You need to motivate him to return to you at speed. Try calling the out and when he turns to look at you begin running backwards presenting a tug in front of you for reward. If your dog is releasing the bite well than I would stop the corrections for time being until he returns to you at speed through motivation. Utilize a long line in the beginning so that you can guide the dog back to you after the out. As he returns play a rewarding game of tug with him giving loads of praise. Command release off the tug and then the decoy reagitates and the dog is sent for bite on the decoy. Continue playing this game until the dog learns that releasing the bite does not end the game but only adds to it. End the session after a solid tug game and let him carry off the tug. 
This is hard to put in words but this has worked for me and many others.


----------



## Bob Scott (Mar 30, 2006)

Similar to Mark. Let him learn that the return will get him a rebite and win the sleeve. Often the handler with a tug is nowhere near as exciting as a bite on the helper.


----------



## Andres Martin (May 19, 2006)

This dog spits out a sleeve and focuses on the man. He comes back to me walking backwards. Plus he's a bit hard. He's not very interested in tugs when in protection.

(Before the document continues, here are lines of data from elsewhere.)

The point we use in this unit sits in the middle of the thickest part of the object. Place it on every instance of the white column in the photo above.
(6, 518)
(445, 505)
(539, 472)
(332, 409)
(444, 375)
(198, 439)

He loves tugs and playing everywhere else, though.

Any other ways of skinning this cat, other than tugs and sleeves as a reward?


----------



## Selena van Leeuwen (Mar 29, 2006)

Andres Martin said:


> I've tried that, but he has not shown any interest in a reward. Please keep the brainstorm coming. :lol:


So the corrections doesn´t bother him so much, he wants to be a good boy for you or did you used the wrong reward for him?
Did you use a regular prong and regular teletac?


----------



## Andres Martin (May 19, 2006)

What do you mean by wrong reward?

The corrections bother him, but he wants the man more than the bother of the correction. He moves towards me a few steps, and sits...looking at the man, then move a few more steps, and so on until he reaches me.


----------



## Tim Martens (Mar 27, 2006)

what has worked successfully for me (i had the same problem as you) was start with you in the middle of two decoys. all three of you are basically in a line. they should each be about 20 feet from you. have the long line on the dog. send him on the first guy. then out him, give a tug on the long line and have the decoy behind you yell and scream and get the dogs attention. send the dog on that decoy. do this a couple of times so the dog is going back and forth, running by you for the bites.

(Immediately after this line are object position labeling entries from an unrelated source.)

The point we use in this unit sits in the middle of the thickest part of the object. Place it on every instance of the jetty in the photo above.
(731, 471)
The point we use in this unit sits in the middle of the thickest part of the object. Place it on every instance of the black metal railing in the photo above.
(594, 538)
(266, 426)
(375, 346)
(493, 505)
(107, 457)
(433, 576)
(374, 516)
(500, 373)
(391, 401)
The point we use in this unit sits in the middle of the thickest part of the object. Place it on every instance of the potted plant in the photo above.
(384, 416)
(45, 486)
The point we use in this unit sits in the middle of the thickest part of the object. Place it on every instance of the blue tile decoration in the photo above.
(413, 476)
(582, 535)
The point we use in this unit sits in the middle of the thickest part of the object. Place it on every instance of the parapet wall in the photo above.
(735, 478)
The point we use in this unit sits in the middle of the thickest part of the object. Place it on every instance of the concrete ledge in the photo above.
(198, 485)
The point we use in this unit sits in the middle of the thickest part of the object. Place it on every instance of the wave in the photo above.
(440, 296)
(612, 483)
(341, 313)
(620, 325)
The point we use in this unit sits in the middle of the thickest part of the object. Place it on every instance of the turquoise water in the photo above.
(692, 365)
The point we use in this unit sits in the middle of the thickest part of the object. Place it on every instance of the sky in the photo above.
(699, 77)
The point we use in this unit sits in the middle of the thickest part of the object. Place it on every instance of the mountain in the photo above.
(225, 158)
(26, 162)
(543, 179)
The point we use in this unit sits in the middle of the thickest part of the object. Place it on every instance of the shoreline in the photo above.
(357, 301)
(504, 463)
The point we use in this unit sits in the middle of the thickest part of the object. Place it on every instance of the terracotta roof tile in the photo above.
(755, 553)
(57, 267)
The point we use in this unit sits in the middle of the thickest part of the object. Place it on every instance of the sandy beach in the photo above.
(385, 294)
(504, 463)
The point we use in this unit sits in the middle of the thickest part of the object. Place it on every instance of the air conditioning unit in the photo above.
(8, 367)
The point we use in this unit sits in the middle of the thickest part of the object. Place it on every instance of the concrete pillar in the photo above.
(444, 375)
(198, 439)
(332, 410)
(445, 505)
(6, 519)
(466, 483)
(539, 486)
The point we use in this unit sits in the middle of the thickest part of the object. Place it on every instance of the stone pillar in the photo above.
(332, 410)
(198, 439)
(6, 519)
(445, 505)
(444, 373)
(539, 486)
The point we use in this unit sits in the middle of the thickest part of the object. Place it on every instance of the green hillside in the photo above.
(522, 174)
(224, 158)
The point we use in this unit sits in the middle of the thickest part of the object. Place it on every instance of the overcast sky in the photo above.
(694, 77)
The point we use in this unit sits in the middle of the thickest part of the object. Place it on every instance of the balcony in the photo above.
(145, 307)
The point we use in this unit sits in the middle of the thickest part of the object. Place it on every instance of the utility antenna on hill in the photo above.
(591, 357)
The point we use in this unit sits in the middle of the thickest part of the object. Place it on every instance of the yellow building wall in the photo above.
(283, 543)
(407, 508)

do a few reps of this. after the first few, you can get rid of the long line. he'll come flying back off of the first bite. now is when i'd go back to the e-collar. after he's coming past you pretty good you can start to call him off of the second bite. so after the first bite, when he's running toward you give him either the heel command or a down command whichever you feel is more reliable and re-enforce it with the e-collar. at first call him off maybe once for every 3 bites (3 bites to 1 call-off/heel). for me, the first few times i used the down command and eventually went to the heel. after enough reps of this, he'll do well, but remember to always once in a while give him that second bite or he'll fall back into his old habit...


----------



## Selena van Leeuwen (Mar 29, 2006)

I mean that the reward isn´t rewarding enough, Tim´s idea sounds good..that´s a great reward, a re-bite :wink:


----------



## Tim Martens (Mar 27, 2006)

Selena van Leeuwen said:


> I mean that the reward isn´t rewarding enough, Tim´s idea sounds good..that´s a great reward, a re-bite :wink:


oh yeah, i forgot to add that if you do this method on a regular basis, you better be careful when outting your dog. make sure nobody is around you or behind you. the dog may think that person is his "re-bite reward". i almost had it happen with my dog a couple weeks ago and another dog in our group got a real training bite this way...


----------



## Jerry Lyda (Apr 4, 2006)

We've done the very same thing that Tim has done. This is a good motivator and works very well. Thanks Tim, you said everything perfectly. Good job


----------



## Andres Martin (May 19, 2006)

Thanks for the suggestions. My pup needed a little extra persuasion...and now he's coming all the way back at a reasonable pace.


----------



## Selena van Leeuwen (Mar 29, 2006)

What kind of persuation?


----------